Puerto Rico fiscal turnaround plan will save $3.8 bln/yr: governor

(Adds details, quotes from governor's speech, background on economic situation)

By Nick Brown

Feb 28 (Reuters) - Puerto Rico Governor Ricardo Rossello on Tuesday said his fiscal turnaround plan for the U.S. territory will create $3.8 billion a year in savings, but healthcare spending cuts will fall short of those recommended by the board overseeing the U.S. territory's finances.

The turnaround plan, a requirement of the federal Puerto Rico rescue law known as PROMESA, will serve as a 10-year blueprint for the island's ascent out of fiscal crisis. Rossello is scheduled to present it to the board later on Tuesday, and it will likely be made public on Wednesday.

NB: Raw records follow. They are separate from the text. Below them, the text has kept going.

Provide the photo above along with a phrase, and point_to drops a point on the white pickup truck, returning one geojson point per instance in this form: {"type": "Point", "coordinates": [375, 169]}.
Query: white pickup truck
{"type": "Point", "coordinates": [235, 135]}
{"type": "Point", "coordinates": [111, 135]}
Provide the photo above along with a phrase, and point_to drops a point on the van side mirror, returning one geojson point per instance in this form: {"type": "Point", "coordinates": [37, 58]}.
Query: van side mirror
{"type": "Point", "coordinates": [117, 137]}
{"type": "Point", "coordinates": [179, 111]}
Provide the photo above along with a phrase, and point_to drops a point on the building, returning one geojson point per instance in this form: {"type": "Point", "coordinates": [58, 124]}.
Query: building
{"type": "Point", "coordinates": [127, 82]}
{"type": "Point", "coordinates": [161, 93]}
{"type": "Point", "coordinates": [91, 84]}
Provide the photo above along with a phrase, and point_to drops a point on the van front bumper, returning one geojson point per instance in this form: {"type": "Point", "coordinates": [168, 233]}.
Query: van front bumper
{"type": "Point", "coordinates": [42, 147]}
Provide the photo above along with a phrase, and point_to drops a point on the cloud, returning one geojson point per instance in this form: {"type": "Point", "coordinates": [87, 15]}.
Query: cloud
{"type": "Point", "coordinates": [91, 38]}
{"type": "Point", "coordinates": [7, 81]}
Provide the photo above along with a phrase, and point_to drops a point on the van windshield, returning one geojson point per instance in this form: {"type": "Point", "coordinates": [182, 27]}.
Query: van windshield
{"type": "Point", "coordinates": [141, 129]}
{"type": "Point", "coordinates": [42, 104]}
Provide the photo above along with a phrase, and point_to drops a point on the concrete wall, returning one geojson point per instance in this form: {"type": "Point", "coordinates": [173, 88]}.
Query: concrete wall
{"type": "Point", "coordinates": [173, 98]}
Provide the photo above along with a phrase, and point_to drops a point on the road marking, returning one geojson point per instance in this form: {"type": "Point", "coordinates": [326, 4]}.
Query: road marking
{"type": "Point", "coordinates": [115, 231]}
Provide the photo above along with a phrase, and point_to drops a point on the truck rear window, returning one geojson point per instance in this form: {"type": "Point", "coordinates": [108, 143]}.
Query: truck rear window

The plan will serve as a baseline for debt restructuring talks between Puerto Rico and creditors holding nearly $70 billion in bonds. They are expected to be asked to take steep cuts to repayment as Puerto Rico battles a 45 percent poverty rate, near-insolvent public pensions and rampant emigration.

In a speech to Puerto Rico's legislature on Tuesday, Rossello said the plan would save $1.6 billion in government spending - but without laying off public workers - by eliminating some tax incentives and cutting subsidies to municipalities. It would also create $1.5 billion in additional revenues, he said.

"We will have to make big changes," the governor said. "Puerto Rico can’t wait any longer."

Other cuts to pension benefits and University of Puerto Rico funding, as well as a $550 million reduction in healthcare spending, would bring the total estimated savings under the plan to $3.8 billion.

The board, however, had recommended that annual healthcare cuts total $1 billion - a figure the governor has resisted. Such a drastic cut "would destroy our health industry and limit access to services for hundreds of thousands of Puerto Ricans," he said in Tuesday's speech.

The local Medicare system is already on the brink of collapse, due in part to the island's territory status, which entitles it to proportionately less reimbursement of Medicare expenses than U.S. states.

Rossello has promised to lobby Congress to increase that funding, but the board has warned that his fiscal plan should not assume any help from Washington that has yet to be granted.

The $3.8 billion in total savings also falls short of the $4.5 billion figure the board had recommended, which would have balanced the budget and left roughly $800 million available for annual debt-servicing costs.

Rossello did not specify how much money would be available for debt service under his plan. He said he could find another $800 million, but only by lowering the board's 17 percent economic contraction projection.